Ford was determined to put Watergate in the past, but he was forced into the fray on his second day in office.
Nixon, like every president before him, had laid claim to all his White House tapes and files—950 reels and 46 million pieces of paper. Lawyers in the special prosecutor's office—and defense attorneys in the Watergate coverup trial—believed that those records had to be available to them. After a Ford adviser discovered that some files had already been shipped to Nixon's California estate, the new president ordered that the remainder be kept in White House custody until their legal status could be sorted out.
From there, Watergate entanglements multiplied. Ford, despite his solid support for the Vietnam War, believed that the approximately 50,000 draft resisters and deserters who had left the country were also war victims. On August 19, in a Chicago speech before the Veterans of Foreign Wars (VFW), he proposed a program of "earned re-entry" to bring them home. While the VFW conventioneers greeted the announcement with stony silence, draft exiles in Canada—and, soon enough, others—voiced their suspicion that it was intended as a trade-off for a Nixon pardon.
Three days later, the House Judiciary Committee released its final report on Nixon's impeachment. The 528-page document stated unanimously that there was "clear and convincing evidence" that the former president had "condoned, encouraged...directed, coached and personally helped to fabricate perjury" and had abused his power, and should have been removed from office had he not resigned. The House approved the report by a vote of 412 to 3.
Philip Lacovara, Jaworski's counselor in the special prosecutor's office—a Goldwater conservative in a regiment of liberals—was adamant that his boss could not forgo a prosecution, but arguments for a pardon were being made.
Ford's nominee for vice president, Nelson Rockefeller, proclaimed that Nixon had suffered enough, and Nixon lawyer Herbert "Jack" Miller argued that his client could not receive a fair trial in the United States. In a memo to Ford, Nixon's old friend Leonard Garment, still the White House counsel, suggested that Nixon's mental and physical condition couldn't withstand the continued threat of criminal prosecutions and implied that, unless Nixon was pardoned, he might commit suicide. "For it to continue would be to treat him like a geek—a freak show," Garment said. "It was an awful thing to contemplate."

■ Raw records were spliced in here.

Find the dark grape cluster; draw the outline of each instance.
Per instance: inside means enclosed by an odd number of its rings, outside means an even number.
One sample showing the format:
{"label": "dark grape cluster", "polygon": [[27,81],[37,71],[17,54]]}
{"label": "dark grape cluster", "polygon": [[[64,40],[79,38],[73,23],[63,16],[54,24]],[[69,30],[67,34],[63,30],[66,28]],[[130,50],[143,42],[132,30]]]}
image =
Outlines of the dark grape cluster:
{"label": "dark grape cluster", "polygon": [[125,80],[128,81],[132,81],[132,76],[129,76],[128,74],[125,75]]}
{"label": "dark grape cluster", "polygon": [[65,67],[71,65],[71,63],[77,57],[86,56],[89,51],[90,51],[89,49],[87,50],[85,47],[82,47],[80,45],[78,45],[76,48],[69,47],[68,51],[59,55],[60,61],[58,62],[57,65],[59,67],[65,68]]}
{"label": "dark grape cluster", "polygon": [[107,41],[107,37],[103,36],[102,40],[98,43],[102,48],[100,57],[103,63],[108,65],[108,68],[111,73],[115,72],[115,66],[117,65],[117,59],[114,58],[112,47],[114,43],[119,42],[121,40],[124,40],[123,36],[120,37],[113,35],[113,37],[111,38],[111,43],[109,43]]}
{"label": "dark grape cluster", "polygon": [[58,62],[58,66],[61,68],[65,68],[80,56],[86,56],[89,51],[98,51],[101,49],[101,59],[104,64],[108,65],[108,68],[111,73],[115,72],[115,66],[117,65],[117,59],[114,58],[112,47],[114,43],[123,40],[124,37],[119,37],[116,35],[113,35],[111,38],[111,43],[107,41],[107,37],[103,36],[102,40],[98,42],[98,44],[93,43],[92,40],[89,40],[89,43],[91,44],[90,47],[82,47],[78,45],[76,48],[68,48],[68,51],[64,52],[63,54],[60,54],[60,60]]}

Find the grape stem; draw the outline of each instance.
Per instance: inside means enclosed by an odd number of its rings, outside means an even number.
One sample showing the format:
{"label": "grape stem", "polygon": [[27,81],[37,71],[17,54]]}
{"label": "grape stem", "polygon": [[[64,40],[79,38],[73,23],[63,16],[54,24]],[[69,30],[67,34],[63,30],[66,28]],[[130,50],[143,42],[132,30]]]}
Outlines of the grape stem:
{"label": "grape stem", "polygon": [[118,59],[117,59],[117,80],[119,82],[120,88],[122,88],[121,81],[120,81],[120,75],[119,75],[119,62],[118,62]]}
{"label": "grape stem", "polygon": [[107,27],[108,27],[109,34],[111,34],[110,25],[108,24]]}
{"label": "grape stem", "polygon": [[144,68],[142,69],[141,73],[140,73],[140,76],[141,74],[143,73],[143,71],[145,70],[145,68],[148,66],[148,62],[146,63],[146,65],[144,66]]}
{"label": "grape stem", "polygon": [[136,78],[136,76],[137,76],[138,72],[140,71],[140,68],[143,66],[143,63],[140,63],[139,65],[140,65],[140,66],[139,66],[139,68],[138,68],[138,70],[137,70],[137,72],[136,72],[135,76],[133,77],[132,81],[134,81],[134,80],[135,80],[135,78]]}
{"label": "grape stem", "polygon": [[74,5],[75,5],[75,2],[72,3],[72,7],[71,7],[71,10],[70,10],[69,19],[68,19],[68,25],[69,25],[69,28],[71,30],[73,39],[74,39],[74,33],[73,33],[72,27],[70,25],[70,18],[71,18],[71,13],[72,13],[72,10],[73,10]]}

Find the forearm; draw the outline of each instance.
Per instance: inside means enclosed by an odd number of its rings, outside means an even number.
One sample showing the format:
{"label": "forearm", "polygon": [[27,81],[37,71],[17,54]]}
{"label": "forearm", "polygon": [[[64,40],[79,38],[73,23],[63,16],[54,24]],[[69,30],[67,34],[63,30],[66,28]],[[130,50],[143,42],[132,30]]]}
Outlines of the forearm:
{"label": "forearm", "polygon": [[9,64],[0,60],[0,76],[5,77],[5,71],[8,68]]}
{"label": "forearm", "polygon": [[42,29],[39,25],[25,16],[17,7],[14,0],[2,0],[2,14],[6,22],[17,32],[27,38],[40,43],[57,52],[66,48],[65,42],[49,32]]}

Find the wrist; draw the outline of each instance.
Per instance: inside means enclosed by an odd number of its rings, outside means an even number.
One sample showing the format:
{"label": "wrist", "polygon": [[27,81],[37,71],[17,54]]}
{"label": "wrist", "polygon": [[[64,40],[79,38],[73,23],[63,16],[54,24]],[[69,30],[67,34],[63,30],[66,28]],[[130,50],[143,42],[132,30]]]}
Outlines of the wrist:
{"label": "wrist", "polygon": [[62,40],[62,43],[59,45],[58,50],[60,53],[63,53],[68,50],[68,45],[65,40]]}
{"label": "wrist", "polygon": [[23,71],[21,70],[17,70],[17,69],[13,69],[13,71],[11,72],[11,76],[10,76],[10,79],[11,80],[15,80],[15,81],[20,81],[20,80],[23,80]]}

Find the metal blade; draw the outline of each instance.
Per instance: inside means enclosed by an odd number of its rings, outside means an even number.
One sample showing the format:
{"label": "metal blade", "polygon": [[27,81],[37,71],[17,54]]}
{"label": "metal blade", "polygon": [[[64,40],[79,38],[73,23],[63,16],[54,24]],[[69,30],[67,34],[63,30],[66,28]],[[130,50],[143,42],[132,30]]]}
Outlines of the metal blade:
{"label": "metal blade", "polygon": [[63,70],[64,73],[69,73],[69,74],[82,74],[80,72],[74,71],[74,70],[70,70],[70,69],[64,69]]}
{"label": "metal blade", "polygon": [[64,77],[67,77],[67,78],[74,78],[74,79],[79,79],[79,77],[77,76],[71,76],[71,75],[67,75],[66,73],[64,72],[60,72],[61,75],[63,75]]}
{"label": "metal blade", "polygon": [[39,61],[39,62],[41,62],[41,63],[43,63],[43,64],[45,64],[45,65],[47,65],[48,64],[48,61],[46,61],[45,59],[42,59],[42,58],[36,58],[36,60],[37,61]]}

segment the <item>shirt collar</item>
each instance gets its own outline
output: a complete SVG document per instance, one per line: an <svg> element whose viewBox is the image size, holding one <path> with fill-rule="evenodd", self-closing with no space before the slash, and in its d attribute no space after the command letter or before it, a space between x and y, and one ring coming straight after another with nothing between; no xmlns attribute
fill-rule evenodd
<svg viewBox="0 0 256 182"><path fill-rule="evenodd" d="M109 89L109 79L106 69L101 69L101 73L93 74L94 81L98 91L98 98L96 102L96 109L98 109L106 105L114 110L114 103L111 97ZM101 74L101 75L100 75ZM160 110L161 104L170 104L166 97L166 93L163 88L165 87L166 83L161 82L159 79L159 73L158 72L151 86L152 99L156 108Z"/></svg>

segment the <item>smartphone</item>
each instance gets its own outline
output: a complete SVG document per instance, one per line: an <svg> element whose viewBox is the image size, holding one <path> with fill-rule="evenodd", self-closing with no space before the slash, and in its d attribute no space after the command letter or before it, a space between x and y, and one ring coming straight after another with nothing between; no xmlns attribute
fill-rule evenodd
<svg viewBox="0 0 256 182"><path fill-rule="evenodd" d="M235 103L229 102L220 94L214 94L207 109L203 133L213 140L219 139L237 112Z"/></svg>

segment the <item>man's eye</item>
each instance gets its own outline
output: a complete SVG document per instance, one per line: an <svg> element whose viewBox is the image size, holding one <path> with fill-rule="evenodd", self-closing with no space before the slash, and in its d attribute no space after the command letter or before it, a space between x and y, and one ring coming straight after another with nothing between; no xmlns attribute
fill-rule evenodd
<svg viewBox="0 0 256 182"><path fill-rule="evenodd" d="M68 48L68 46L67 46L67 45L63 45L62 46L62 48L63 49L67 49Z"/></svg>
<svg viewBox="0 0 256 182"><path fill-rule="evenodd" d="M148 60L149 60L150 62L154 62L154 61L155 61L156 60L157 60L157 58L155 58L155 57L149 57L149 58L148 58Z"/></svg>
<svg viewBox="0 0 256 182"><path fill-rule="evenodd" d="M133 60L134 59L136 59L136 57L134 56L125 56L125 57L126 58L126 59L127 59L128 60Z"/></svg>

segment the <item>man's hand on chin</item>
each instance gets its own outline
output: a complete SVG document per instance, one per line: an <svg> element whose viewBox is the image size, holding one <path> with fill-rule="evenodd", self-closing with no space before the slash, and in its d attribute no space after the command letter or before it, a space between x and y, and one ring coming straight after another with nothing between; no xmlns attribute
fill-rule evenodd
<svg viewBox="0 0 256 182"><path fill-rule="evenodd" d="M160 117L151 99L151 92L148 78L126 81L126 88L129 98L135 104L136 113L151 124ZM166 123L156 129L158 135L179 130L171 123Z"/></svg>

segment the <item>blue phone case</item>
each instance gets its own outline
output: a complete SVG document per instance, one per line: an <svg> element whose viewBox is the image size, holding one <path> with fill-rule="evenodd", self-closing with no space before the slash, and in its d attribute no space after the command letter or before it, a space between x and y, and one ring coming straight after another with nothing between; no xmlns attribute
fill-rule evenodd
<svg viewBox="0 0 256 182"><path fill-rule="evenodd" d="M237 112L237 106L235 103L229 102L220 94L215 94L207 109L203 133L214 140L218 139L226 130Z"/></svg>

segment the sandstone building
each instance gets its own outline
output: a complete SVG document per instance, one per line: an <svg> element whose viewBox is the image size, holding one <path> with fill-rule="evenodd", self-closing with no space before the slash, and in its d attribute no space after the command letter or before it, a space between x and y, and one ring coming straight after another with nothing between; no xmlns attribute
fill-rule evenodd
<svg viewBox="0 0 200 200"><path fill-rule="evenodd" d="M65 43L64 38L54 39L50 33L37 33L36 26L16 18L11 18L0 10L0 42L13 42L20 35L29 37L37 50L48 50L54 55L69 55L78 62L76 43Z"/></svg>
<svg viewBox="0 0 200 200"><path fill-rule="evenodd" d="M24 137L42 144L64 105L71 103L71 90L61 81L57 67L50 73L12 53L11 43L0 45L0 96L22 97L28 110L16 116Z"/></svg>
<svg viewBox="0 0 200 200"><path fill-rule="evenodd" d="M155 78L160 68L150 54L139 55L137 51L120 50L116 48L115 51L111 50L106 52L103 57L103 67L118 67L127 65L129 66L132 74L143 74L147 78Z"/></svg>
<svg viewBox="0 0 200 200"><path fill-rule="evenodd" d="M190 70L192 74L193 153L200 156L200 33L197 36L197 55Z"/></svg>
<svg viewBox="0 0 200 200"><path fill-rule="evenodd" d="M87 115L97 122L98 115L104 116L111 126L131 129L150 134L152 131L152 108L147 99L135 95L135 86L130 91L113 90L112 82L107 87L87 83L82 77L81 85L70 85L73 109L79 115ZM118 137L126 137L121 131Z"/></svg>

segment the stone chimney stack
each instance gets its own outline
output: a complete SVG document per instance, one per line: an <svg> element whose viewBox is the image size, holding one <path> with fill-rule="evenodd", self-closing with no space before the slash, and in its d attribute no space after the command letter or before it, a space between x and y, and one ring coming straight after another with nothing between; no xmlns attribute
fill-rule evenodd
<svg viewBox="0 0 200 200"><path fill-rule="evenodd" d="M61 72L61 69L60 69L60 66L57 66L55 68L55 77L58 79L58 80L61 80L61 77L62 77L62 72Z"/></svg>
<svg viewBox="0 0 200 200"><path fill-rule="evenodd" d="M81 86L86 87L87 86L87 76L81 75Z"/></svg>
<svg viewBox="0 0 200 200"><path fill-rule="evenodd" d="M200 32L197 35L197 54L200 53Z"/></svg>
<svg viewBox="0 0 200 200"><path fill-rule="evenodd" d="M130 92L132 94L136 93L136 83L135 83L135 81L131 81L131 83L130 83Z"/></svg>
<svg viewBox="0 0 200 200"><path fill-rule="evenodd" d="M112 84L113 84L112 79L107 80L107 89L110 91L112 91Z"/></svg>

Garment stayed up through the night to write his memo, delivering it on Wednesday, August 28. Unless Ford acted, he wrote, "The national mood of conciliation will diminish; pressure from different sources...will accumulate; the political costs of intervention will become, or in any event seem, prohibitive; and the whole miserable tragedy will be played out to God knows what ugly and wounding conclusion."